Differential assemblies are well known in the art and generally include open, limited slip, and locking differentials, the simplest of which is an open differential. An open differential transfers the same amount of torque to each wheel. In low traction situations, such as driving on ice, the amount of torque applied to the wheels without one of the wheels slipping is limited to the greatest amount of torque that may be applied to the wheel with the least amount of traction. A conventional open differential is shown in FIG. 1 and includes a differential case 20, which encases and locates the side gears 41 and 42 and pinions 30. A flat thrust washer 60 is disposed between each side gear and the differential case to prevent the side gear from engaging the differential case.
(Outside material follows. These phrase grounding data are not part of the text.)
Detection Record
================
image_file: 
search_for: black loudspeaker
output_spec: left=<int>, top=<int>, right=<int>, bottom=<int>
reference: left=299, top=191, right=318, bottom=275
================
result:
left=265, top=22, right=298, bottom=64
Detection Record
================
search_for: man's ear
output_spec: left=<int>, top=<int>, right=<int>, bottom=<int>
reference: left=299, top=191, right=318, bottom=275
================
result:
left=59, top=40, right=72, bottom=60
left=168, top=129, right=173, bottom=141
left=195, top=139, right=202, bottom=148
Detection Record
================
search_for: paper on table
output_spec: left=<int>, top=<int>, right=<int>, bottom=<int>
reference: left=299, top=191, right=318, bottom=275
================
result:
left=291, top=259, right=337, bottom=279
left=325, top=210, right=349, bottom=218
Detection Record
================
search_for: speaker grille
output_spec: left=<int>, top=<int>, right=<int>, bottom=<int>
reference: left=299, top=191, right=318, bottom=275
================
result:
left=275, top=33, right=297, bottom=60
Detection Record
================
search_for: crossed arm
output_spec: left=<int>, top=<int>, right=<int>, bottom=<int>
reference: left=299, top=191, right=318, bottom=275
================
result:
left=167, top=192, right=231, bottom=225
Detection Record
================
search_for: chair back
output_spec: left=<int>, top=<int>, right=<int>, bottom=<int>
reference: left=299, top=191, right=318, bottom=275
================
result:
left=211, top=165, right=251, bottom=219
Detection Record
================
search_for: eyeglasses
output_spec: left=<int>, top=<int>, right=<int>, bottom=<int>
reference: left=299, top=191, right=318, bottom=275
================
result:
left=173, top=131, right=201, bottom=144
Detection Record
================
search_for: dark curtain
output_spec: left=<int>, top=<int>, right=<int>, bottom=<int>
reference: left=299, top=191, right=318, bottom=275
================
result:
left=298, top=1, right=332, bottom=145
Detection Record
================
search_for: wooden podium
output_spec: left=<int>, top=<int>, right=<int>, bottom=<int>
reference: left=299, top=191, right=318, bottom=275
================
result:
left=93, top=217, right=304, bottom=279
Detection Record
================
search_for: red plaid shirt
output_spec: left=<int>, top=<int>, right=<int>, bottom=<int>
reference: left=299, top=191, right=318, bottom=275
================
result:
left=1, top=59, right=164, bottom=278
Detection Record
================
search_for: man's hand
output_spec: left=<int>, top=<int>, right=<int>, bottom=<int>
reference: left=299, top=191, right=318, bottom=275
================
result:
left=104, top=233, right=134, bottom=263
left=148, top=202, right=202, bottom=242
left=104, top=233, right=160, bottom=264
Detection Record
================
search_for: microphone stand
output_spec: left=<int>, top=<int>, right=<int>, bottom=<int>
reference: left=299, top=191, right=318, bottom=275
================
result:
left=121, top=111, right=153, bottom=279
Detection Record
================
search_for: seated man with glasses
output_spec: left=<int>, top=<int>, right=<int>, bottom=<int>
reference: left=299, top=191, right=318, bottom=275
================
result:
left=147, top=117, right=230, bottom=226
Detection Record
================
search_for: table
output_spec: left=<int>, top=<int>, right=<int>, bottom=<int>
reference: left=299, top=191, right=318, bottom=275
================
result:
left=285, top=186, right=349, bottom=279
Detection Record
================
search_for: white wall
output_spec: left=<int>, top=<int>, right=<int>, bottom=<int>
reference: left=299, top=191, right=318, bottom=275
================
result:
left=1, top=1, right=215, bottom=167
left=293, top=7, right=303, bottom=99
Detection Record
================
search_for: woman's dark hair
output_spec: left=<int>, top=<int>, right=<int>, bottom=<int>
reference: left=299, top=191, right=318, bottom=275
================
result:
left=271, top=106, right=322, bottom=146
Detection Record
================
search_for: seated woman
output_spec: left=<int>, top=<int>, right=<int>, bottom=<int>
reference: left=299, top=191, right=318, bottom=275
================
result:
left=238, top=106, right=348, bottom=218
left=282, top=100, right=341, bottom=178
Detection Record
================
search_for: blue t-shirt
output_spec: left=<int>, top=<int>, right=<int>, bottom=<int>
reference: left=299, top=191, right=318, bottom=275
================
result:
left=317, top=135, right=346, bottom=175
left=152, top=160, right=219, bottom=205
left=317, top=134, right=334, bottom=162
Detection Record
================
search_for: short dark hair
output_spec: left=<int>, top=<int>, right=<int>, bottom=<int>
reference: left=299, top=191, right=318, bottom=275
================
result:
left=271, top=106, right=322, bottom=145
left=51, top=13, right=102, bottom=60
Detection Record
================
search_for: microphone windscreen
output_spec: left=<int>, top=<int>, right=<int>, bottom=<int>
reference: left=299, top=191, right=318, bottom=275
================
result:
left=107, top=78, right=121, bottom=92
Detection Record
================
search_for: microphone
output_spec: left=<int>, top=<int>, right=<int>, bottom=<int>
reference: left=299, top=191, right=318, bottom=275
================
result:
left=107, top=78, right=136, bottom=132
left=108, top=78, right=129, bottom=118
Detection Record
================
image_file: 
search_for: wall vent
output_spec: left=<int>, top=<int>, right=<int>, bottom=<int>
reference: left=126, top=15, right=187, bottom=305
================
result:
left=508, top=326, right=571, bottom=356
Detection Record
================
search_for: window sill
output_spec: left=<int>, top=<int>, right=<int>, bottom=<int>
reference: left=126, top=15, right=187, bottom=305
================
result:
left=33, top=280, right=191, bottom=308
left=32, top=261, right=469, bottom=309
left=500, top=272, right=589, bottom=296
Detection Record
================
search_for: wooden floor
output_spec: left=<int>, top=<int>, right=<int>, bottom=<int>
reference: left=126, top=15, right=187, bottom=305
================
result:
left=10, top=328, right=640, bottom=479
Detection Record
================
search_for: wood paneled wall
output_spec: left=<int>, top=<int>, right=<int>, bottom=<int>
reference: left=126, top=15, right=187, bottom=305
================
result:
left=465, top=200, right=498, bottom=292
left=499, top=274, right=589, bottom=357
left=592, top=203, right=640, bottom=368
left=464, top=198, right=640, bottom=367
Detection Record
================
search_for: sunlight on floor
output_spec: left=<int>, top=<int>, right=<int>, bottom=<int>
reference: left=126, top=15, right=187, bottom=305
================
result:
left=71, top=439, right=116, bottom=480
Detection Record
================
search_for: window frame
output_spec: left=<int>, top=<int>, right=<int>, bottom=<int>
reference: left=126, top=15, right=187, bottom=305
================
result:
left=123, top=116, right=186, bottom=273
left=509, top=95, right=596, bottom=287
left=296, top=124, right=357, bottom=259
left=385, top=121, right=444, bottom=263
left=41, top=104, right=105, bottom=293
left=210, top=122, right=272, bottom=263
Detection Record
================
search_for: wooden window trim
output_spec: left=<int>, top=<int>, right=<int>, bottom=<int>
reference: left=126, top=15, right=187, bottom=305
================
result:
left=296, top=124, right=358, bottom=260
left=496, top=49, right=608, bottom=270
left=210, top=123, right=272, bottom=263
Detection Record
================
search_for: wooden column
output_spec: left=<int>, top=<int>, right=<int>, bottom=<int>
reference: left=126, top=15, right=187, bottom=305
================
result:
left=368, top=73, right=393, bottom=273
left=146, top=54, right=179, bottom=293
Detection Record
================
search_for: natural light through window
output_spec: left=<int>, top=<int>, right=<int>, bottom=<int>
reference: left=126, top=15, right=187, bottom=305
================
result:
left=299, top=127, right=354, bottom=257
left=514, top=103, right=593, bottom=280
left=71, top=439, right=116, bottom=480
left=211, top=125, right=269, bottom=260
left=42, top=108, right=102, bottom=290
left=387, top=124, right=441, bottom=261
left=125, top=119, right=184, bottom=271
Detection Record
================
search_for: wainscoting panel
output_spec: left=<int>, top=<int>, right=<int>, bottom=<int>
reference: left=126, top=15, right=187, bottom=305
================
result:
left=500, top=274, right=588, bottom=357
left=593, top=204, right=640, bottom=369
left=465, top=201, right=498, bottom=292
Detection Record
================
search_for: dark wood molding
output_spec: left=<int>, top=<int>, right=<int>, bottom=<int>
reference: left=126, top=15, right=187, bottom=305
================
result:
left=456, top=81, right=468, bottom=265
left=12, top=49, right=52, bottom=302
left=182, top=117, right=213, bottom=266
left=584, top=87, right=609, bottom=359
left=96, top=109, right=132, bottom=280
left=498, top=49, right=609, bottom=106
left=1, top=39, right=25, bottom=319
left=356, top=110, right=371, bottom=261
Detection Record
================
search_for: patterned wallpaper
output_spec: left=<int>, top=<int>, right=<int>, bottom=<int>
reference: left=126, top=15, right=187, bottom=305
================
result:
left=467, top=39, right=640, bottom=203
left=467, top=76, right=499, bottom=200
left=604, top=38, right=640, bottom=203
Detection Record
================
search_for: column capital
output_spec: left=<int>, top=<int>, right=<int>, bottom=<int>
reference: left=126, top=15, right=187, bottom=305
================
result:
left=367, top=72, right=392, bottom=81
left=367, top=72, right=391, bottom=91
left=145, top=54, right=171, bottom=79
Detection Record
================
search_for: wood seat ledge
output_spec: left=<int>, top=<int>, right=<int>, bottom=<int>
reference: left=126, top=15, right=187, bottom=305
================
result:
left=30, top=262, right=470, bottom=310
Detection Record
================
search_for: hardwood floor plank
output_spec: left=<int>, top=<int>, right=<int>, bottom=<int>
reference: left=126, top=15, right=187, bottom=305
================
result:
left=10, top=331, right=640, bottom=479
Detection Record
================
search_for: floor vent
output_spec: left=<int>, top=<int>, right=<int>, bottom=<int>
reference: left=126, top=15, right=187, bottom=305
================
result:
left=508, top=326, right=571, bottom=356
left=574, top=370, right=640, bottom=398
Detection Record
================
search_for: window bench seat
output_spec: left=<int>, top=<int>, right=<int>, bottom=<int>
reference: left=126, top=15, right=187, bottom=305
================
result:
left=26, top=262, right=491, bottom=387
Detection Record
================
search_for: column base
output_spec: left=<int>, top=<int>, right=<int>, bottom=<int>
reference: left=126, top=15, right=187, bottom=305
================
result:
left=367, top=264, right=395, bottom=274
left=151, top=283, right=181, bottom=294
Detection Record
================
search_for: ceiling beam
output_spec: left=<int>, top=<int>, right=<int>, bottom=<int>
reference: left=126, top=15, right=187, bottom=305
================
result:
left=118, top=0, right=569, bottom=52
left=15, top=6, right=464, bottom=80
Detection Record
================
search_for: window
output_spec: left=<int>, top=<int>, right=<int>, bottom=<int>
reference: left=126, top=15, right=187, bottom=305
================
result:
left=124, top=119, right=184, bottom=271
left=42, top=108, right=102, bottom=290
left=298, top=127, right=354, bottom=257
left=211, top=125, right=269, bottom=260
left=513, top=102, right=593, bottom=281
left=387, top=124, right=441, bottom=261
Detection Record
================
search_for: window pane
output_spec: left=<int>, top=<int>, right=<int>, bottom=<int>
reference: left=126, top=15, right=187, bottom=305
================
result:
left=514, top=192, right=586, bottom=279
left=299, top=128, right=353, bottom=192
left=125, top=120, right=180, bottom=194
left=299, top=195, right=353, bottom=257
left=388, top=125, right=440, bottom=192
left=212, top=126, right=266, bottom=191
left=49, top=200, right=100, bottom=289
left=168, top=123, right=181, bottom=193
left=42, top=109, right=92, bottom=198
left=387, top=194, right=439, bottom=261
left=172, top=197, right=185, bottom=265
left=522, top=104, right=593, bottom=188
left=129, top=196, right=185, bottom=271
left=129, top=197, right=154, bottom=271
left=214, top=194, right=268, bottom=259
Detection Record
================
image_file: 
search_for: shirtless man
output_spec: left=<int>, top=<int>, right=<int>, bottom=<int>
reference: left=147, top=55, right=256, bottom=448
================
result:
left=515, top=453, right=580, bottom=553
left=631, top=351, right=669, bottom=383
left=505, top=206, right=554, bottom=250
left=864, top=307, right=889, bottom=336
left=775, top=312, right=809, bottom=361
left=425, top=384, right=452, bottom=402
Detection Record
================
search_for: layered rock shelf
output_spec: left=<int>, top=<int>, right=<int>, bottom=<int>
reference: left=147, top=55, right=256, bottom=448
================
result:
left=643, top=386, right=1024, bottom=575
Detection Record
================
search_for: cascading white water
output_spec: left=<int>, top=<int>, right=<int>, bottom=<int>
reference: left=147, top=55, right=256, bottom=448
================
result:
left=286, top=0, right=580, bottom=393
The thrust washers 60 are typically machined to specific tolerances to prevent preload or torque biasing.
Limited slip differentials generally include the components of an open differential as well as a clutch pack and a biasing element, such as a spring. Elements of the clutch packs rotate with the side gears and the biasing element urges the side gears apart to create an initial torque bias within the clutch pack. This initial torque bias prevents the side gears from rotating relative to each other until the initial torque bias is overcome. The magnitude of the torque bias is a function of the force applied by the biasing element, the number of frictional surfaces in the clutch pack, area of the friction surfaces, and the friction coefficient of the friction surfaces. In low traction situations, limited slip differentials create a torque bias so that the maximum amount of torque that can be applied to each wheel, without causing relative rotation of the side gears, is the torque it takes to overpower the clutch pack rather than the maximum amount of torque the wheel with the least amount of traction can sustain without slipping. The clutch pack preload typically found in limited slip differentials is greater than 108 N-m.
Four-wheel-drive or all-wheel-drive vehicles typically include a constantly driven axle 4 and a selectively engageable axle 2 (FIG. 6). Engagement of the selectively engaged axle typically includes engaging a transfer case 80 and wheel hub locks 92 (FIG. 6). When engaged, the wheel hub locks 92 ensure that the wheels rotate with their associated shafts. When the selectively engageable axle 2 is not driven, the locks 92 are disengaged to permit the wheels to rotate relative to their associated axle shafts in order to improve fuel economy. A limited slip differential may be unnecessary or undesirable on the selectively engageable axle 2. For example, including a limited slip differential on a selectively engageable axle 2, typically the front axle, increases the vehicle cost and may adversely affect steering. Therefore, it is usually desirable to use an open differential on the selectively engageable axle. One problem with using an open differential with a selectively engaged axle is that while the wheel hub locks 92 and transfer case 80 are not engaged, the output half shafts 12 and 14 may be spinning at different speeds due to inherent frictional or drag force differences between each output half shaft. If the output half shafts are spinning at different speeds, noise, vibration, and harshness may occur from the gear mesh between the side gears 40 and pinions 30 as they rotate within the differential case 20. Different speeds of the half shafts 12 and 14 may also make it difficult to engage the wheel-end hub locks and may cause engagement clash, resulting in grinding, noise, vibration, or harshness issues as the wheel-end hub locks are engaged. Therefore, it is desirable to ensure that the differential side gears 40 and output shafts 12 and 14 are rotating at the same speed.